Real-time calibration of coherent-state receivers: Learning by trial and error

The optimal discrimination of coherent states of light with current technology is a key problem in classical and quantum communication, whose solution would enable the realization of efficient receivers for long-distance communications in free-space and optical fiber channels. In this paper, we show that reinforcement learning (RL) protocols allow an agent to learn near-optimal coherent-state receivers made of passive linear optics, photodetectors, and classical adaptive control. Each agent is trained and tested in real time over several runs of independent discrimination experiments and has no knowledge about the energy of the states nor the receiver setup nor the quantum-mechanical laws governing the experiments. Based exclusively on the observed photodetector outcomes, the agent adaptively chooses among a set of ∼3×10^{3} possible receiver setups and obtains a reward at the end of each experiment if its guess is correct.
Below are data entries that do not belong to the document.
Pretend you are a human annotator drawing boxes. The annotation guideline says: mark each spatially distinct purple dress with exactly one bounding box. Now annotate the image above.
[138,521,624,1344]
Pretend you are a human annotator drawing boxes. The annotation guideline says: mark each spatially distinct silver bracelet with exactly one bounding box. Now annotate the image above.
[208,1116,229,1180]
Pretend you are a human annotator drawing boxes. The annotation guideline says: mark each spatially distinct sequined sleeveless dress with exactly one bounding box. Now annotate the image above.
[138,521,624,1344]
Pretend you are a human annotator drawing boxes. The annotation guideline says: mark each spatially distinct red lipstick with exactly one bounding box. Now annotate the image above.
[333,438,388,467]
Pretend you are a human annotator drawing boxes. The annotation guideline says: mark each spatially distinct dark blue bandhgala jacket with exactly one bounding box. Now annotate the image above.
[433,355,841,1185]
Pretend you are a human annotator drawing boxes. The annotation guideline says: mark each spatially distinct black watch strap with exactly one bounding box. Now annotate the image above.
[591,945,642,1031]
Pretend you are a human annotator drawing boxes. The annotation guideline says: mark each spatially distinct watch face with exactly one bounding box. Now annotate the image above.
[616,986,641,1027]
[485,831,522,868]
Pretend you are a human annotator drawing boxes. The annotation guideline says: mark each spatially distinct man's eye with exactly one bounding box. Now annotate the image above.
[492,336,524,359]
At variance with previous applications of RL in quantum physics, the information gathered at each run is intrinsically stochastic and thus insufficient to evaluate exactly the performance of the chosen receiver. Nevertheless, we present families of agents that: (i) discover a receiver beating the best Gaussian receiver after ∼3×10^{2} experiments; (ii) surpass the cumulative reward of the best Gaussian receiver after ∼10^{3} experiments; (iii) simultaneously discover a near-optimal receiver and attain its cumulative reward after ∼10^{5} experiments. Our results show that RL techniques are suitable for online control of quantum receivers and can be employed for long-distance communications over potentially unknown channels.